Line 276: “analysis in shown later in Sect. 3.3” should be changed to “analysis shown in Sect. 3.3”.
Line 278: Acronyms EAM and WAM are not defined until Line 490. They should be defined here instead.
Line 292: The word “generation” can be omitted.
Figure 4 caption: “(d) intermodel standard deviation for dust AOD (shading) and wind speed”.
Line 381: “during JJA, with westerlies bringing in”.
Lines 395-396: “over east Africa is less well represented than of that over west Africa, with the MMM failing the capture the AOD climatology” could be changed to “over east Africa is not represented as well as over west Africa, with the MMM failing to capture the AOD climatology”.
Line 421: “the areas with the largest intermodel spread”.
Line 431: “models analysed are found”. For consistency with the rest of the manuscript.
Line 432: “biases in the location of rainfall, and magnitude of rainfall in regions” could be changed to “biases in the location and magnitude of rainfall over some regions”.
Line 434: “small areas of localised biases over”. For the same reason as in Line 431.
Line 444: “a ranking of the pattern correlations of each of the models evaluated for each season” could be altered to “a ranking of the pattern correlations of individual models evaluated for each season”.
Line 494: “individual models have pattern”.
Line 519: “daily rainfall characterisation”. For the same reason as in Line 431.
Lines 534-535: “from this section of the analysis”.
Line 541: “a much higher range” could be changed to “a wider range”.
Line 570: “<” should be replaced with “less than”.
Line 574: “intermodel spread caused by”.
Line 583: “inability to correctly model transport of aerosols from biomass burning over central Africa” can be changed to “inability to correctly simulate the transport of biomass burning aerosols over central Africa”.
Lines 599-602: “Therefore, these findings… region of interest.”. This sentence is quite lengthy and can be confusing.

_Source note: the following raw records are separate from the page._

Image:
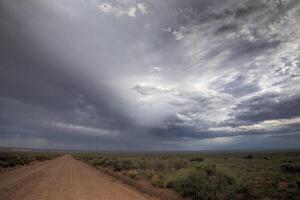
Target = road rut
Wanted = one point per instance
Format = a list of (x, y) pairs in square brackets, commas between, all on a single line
[(63, 178)]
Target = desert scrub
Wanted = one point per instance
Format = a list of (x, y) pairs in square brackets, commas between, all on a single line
[(8, 159), (237, 175), (202, 182)]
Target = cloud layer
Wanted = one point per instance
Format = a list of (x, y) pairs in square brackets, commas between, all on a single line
[(144, 75)]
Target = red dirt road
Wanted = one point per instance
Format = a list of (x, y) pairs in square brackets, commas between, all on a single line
[(63, 178)]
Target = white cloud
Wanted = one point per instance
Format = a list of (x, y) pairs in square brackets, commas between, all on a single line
[(118, 11), (265, 125), (83, 130)]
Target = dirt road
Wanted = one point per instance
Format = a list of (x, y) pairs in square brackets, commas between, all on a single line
[(63, 178)]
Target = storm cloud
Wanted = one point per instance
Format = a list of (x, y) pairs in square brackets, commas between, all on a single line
[(150, 75)]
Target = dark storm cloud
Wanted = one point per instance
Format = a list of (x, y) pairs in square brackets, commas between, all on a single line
[(143, 75), (268, 107)]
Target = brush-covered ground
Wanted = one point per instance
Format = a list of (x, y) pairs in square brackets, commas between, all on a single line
[(13, 159), (259, 175)]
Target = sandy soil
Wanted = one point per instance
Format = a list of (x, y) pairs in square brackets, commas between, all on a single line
[(63, 178)]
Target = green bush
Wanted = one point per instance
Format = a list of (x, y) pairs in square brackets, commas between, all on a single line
[(202, 183), (290, 168)]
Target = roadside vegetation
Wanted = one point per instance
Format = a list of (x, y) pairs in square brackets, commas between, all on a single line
[(209, 176), (12, 159)]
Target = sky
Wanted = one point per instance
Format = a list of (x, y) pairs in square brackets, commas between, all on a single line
[(149, 74)]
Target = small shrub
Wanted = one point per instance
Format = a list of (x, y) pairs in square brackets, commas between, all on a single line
[(248, 156), (133, 173), (290, 168), (202, 182), (196, 159), (158, 181)]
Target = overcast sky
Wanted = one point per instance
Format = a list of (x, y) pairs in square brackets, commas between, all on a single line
[(150, 74)]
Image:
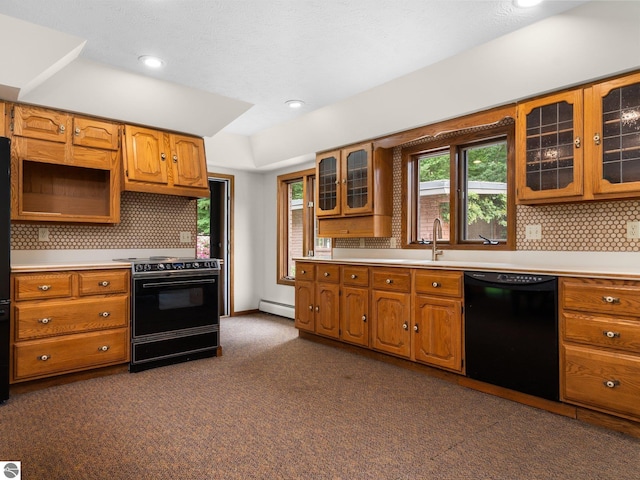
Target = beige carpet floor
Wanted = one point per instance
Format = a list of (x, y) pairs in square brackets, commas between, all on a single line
[(278, 407)]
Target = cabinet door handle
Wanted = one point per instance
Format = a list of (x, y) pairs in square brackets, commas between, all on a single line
[(611, 299)]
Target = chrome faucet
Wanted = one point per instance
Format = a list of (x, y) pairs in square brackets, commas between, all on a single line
[(437, 233)]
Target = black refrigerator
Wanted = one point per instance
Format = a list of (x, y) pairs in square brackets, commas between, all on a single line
[(5, 264)]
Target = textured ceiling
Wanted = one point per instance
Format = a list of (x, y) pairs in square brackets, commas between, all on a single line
[(268, 51)]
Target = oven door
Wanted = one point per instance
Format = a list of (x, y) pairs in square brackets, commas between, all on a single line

I suggest rephrasing it or breaking it into two smaller ones.
References
Kalisoras, A., Georgoulias, A. K., Akritidis, D., Allen, R. J., Naik, V., Kuo, C., Szopa, S., Nabat, P., Olivié, D., van Noije, T., Le Sager, P., Neubauer, D., Oshima, N., Mulcahy, J., Horowitz, L. W., and Zanis, P.: Decomposing the effective radiative forcing of anthropogenic aerosols based on CMIP6 Earth system models, Atmospheric Chemistry and Physics, 24, 7837–7872, https://doi.org/10.5194/acp-24-7837-2024, 2024.
Thornhill, G. D., Collins, W. J., Kramer, R. J., Olivié, D., Skeie, R. B., O’Connor, F. M., Abraham, N. L., Checa-Garcia, R., Bauer, S. E., Deushi, M., Emmons, L. K., Forster, P. M., Horowitz, L. W., Johnson, B., Keeble, J., Lamarque, J.-F., Michou, M., Mills, M. J., Mulcahy, J. P., Myhre, G., Nabat, P., Naik, V., Oshima, N., Schulz, M., Smith, C. J., Takemura, T., Tilmes, S., Wu, T., Zeng, G., and Zhang, J.: Effective radiative forcing from emissions of reactive gases and aerosols – a multi-model comparison, Atmos. Chem. Phys., 21, 853–874, https://doi.org/10.5194/acp-21-853-2021, 2021.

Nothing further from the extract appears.